While failing pension plans present a catastrophe for many retirees or soon to be retirees, it is incredible important for society for those pains to be constrained within the group of people who are tied directly to the pension. At the very least, if government is to intervene because it is determined to be a societal benefit, the government intervention should be done at the most local level possible. For example, if a Chicago school teacher’s pension program were to fail, why should people living in Texas be forced to bail out the poor decision making of Chicago city politicians. Any bailing out of that pension should contained within the city of Chicago, which would hopefully wake citizens in Chicago up to the problem and potential ways to make sure the problem never occurred again. This would likely result in citizens taking a closer look at the politicians they elect to make such important decisions regarding the amount of future budgets that will go to city employee retirees and which companies are chosen to manage that retirement nest egg.
Companies and government cohorts that decided to enact pension programs for their employees decades ago made the choice to collect – or more accurately hold back from paying – a portion of the employees salaries and invest it on their behalf. When the time came for an individual to retire, instead of them receiving a lump sum of all the payments they had directed, the pension would instead pay them out a certain amount each month for the remainder of the employee’s life. The check being sent to the retired employee would in theory be derived from the interest and trading profits of the entire pool of invested assets.
In order for the pension to fail, a monumental failure would have had to take place in the company entrusted with managing the investments, especially in an economic environment that has seen a 11 year stock bull market. Such failures should even lead the participants in the pension to wonder if foul play was and is at hand.
The fundamental theory of the pension is to take in monthly amounts from employee paychecks, and invest it wisely growing the total amount over time through the power of compounded interest. For the pension to fail horribly stupid mistakes would have had to be made over the years. Mistakes that might include investing a large amount of money in a friend’s unworthy business, or a business that was in desperate need of raising cash so they offered a kickback to the money manager in the form of stock options if a certain amount of corporate bonds were purchased. There a countless ways for a money manager to profit by risking the retirement funds of the hard working people that are trusting the money manager to do the right thing.
Failure through poor decision making doesn’t have to happen in one poor investment decision that can be seen taking place over one month or one year. The pension is designed to collect and grow currency payments over decades. With currency payments adding to the pot each and every month, the investment firm resposible for managing the pension has ample opportunities to play catch up for previous risky decisions that have gone belly up. The can can be kicked down the road for many years until one day their is nothing the firm can do but admit their failure and pay the consequences.

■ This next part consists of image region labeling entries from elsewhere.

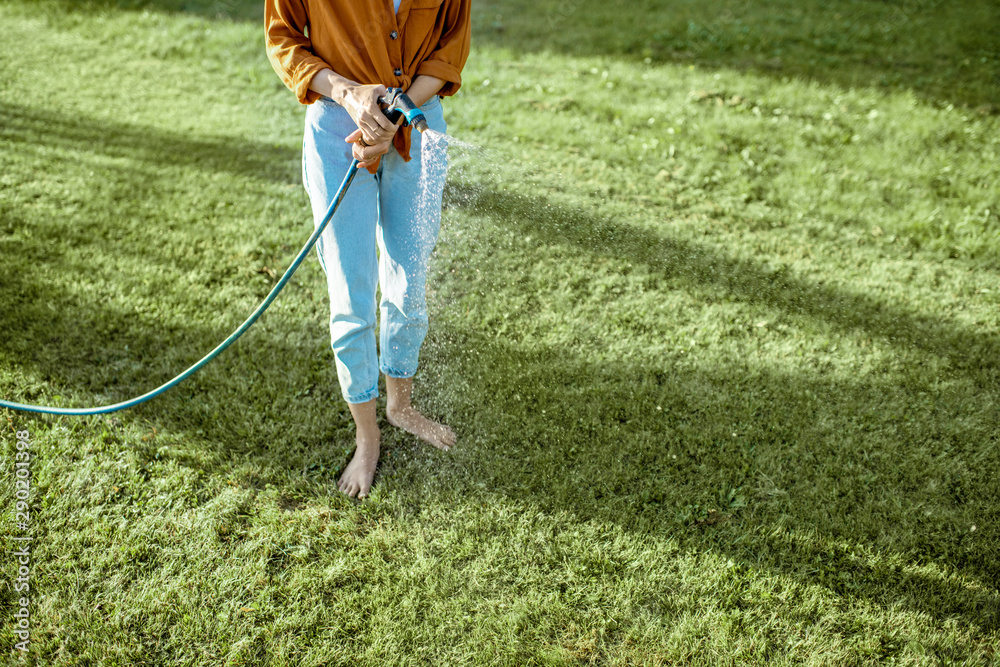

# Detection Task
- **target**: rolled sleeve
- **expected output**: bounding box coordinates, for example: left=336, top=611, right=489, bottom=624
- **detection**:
left=417, top=0, right=472, bottom=97
left=264, top=0, right=332, bottom=104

That is of course unless someone at the investment firm or within the group who has enacted the pension has a buddy in congress who can get them to squeeze $86 billion of taxpayer wealth to a bill designed to combat those who have been hurt by a pandemic. The politicians who support the inclusion of the $86 billion to pensions will argue that it is the pandemic that has caused these pensions to fail, but in reality they have been failing for decades due to high risk decisions that possibly reward the investment firm in the short run at the detriment of those paying into the program in the long run.
Bailout out these pension programs is signaling to the investment firms that there is nothing wrong with high risk poor decision making. In fact, it is telling them that they should continue to operate in this fashion as it is the world we live in today. Just keep taking risks in order to maximize the growth, and if you happen to fail there is no need to fret, the government will simply take wealth from all those who are not engaged in high risk behavior and give it to you to try again. This is the moral hazard that will result in the $86 billion bailout of pension funds.